Families at Leeds school get on their bikes for school run

Pupils from Moor allerton Primary School

Pupils from Moor allerton Primary School

  • by Alison Bellamy
 

THE TOUR De France has inspired families at one Leeds primary to gets on their bikes for the school run.

Youngsters at Moor Allerton Hall Primary are enjoying keeping fit as more families than ever before are using bikes or scooters to get to school and ditching the car where possible.

The Friends of Moor Allerton Hall, the primary school’s Parent Teachers Association, raised £3,000 to install a new bike and scooter park in the school grounds.

Following requests from parents, the school has been working towards creating the facility to encourage more families to reduce their car use when travelling to school and to promote pupil fitness.

Headteacher Lesley McKay said: “Sixty per cent of our families use their car as the main transport to school and parking causes, which is a big problem in the area locally.

“We want to encourage families to use alternative transport and use the opportunity to get more exercise.

“Our PTA have been fantastic in raising the money through two school fairs and a dance. Now travelling to school can be great fun and it has come at the right time for all the budding Tour de France winners.”

This year 75 Leeds primary schools and six secondary schools signed up for Leeds City Council’s annual Walk to School week in May when almost 26,000 pupils took part.

Most schools have a travel plan and many use a walking bus.

Councillor Judith Blake, executive member responsible for children’s services, said: “Walking to school regularly is not only a fantastic way to encourage an active lifestyle, it is also a great opportunity to teach children vital road safety skills and ensure they are alert and ready to learn at the start of the day.”
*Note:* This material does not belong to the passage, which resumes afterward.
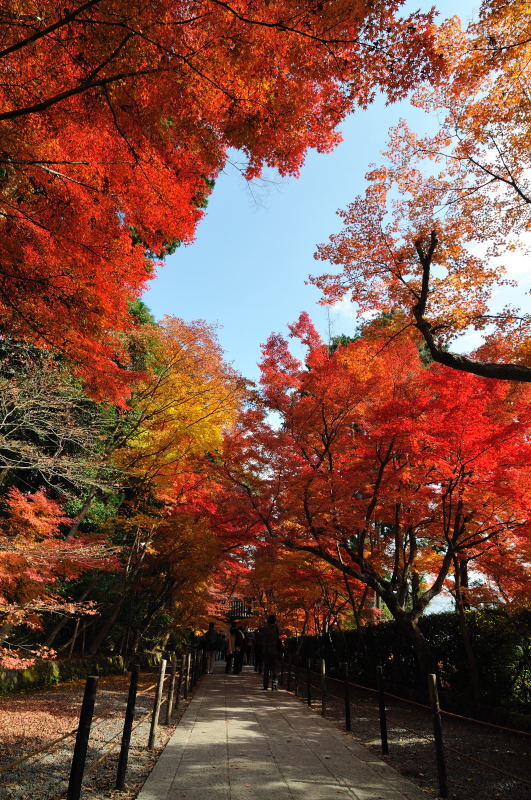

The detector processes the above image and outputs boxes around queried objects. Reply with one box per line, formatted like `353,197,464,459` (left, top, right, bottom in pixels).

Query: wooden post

A recent evaluation of school travel plans by the Department for Transport identified a variety of benefits including increased road safety, healthier, more alert and engaged pupils, reduced pollution and congestion and increasingly independent travel for pupils with special educational needs.

Living Streets, the national charity that stands up for pedestrians, reaches more than 1.9 million children each year.